This is the 22nd day of my participation in the August Wen Challenge.More challenges in August

1. Introduction

Separating the blue dots from the yellow dots with a straight line perpendicular to the X or Y axes is unlikely to achieve 100% accuracy, no matter how the line is chosen. When the perceptron was proposed, it provided us with ideas for solving linear problems, but when faced with xOR problems, perceptron was powerless. Later, the activation function was introduced to solve the xOR problem and inject vitality into the perceptron. Anyway, what do you do when a line doesn’t divide the categories correctly? Let’s introduce the activation function, okay?

2. Bagging method

Bagging Training process:

  1. In the data set with X training data, m sample sets are randomly selected (these samples are put back after the training of basic classifier C)
  2. By training m randomly selected sample sets, a basic classifier C1 with small error is formed
  3. Assign weight W1 to basic classifier C1
  4. Go back to Step 1 and extract m samples again. Finally, each classifier is linearly superimposed according to a certain weight to form a strong classifier composed of basic classifiers

\

Characteristics of Bagging:

A. For each classifier, the input data are repeatable samples from the original training data. The input of each classifier follows the same distribution and is independent of each other. In Boost, the distribution of each training data is not independent, nor is the input sample of each classifier independent.

B. Each classifier can adopt the same algorithm and different hyperparameters; Different algorithms can also be used;

C. The output of each classifier has no weight and is equal.

It features “random sampling”. So what is random sampling?

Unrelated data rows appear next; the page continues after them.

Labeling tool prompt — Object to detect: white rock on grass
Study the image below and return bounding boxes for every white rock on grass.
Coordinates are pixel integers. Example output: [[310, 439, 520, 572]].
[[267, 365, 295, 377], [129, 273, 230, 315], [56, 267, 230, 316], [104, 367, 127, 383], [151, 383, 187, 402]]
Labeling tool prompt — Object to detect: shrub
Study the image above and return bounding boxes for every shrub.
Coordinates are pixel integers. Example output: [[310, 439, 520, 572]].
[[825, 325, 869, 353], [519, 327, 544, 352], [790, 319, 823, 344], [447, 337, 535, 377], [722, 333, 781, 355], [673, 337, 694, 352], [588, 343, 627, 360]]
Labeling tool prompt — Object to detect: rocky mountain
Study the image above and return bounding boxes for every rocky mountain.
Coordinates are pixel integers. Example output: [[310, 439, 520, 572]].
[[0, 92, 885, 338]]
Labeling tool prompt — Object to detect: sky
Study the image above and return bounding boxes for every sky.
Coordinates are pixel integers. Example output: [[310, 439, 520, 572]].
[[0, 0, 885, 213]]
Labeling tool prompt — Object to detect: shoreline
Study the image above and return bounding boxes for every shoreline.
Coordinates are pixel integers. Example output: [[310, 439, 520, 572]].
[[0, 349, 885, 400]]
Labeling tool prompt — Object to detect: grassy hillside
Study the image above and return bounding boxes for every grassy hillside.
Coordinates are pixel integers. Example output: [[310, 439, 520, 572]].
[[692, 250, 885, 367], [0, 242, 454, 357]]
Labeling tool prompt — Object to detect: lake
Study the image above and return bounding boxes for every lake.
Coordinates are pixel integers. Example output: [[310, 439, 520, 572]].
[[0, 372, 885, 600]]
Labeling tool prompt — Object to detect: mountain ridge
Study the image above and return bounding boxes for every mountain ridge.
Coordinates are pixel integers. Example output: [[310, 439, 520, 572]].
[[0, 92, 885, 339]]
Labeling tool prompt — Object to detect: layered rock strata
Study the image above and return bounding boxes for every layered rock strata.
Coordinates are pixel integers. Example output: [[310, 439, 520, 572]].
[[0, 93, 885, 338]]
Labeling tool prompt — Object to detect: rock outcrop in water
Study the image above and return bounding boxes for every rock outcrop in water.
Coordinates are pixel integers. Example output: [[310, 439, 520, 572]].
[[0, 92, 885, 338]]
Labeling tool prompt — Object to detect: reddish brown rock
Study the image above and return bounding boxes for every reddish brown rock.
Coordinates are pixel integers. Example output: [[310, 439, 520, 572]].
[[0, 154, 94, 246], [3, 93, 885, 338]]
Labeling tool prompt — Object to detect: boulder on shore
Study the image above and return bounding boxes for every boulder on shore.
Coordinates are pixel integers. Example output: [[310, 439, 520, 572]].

Random sampling (Bootsrap) is to take a fixed number of samples from our training set, but after each sample is taken, the sample is put back. In other words, samples previously collected may continue to be collected after being put back. For our Bagging algorithm, we generally randomly collect samples with the same number as the training set sample number m. In this way, the number of samples obtained is the same as that of the training set, but the sample contents are different. If we take T random samples of m sample training sets, then T sample sets are different due to randomness.

\

In addition, Bagging can assign weight in a variety of ways:

  1. Simple voting is plurality voting, or what we call majority voting
  2. A slightly more complicated voting method is supermajority voting, which is what we call a majority vote. On the basis of plurality voting, not only the highest number of votes is required, but also a majority of the votes is required. Otherwise it will reject predictions.
  3. More complicated is the weighted voting method. Like the weighted average method, the classified votes of each weak learner are multiplied by a weight. Finally, the weighted votes of each category are summed up, and the category corresponding to the largest value is the final category.

\

The first two methods are to average or vote the results of the weak learner, which is relatively simple, but may have a large learning error, so there is the learning method.

\

For learning methods the representative methods are stacking, when used Instead of doing simple logical processing on the results of weak learners, we add a layer of learners, that is, we take the learning results of the weak learners of the training set as input, the output of the training set as output, and retrain a learner to get the final result.

\

Disadvantages of Bagging:

Probably at each sampling m sample, will get the same as the before sampling data, leads to the formation of a classifier effects after a linear combination of the strong classifier, also mentioned in the book of machine learning, random sampling, if there will be 36.8% of the sample is not be sampling, therefore the training error caused by the training set is difficult to avoid

\

Boosting method 3

\

\

Boosting method is a common statistical learning method, which is widely used and effective. In the classification problem, it can improve the performance of classification by changing the weight of training samples, learning multiple classifiers and linear combination of these classifiers. The idea of lifting method and the representative lifting algorithm Adaboost, Adaboost algorithm was proposed by Freund and Schapire in 1995

Ensemble learning is a machine learning method that uses a series of learners to learn and uses certain rules to integrate each learning result so as to obtain better learning effect than a single learner. In general, multiple learners in ensemble learning are homogeneous “weak learners”.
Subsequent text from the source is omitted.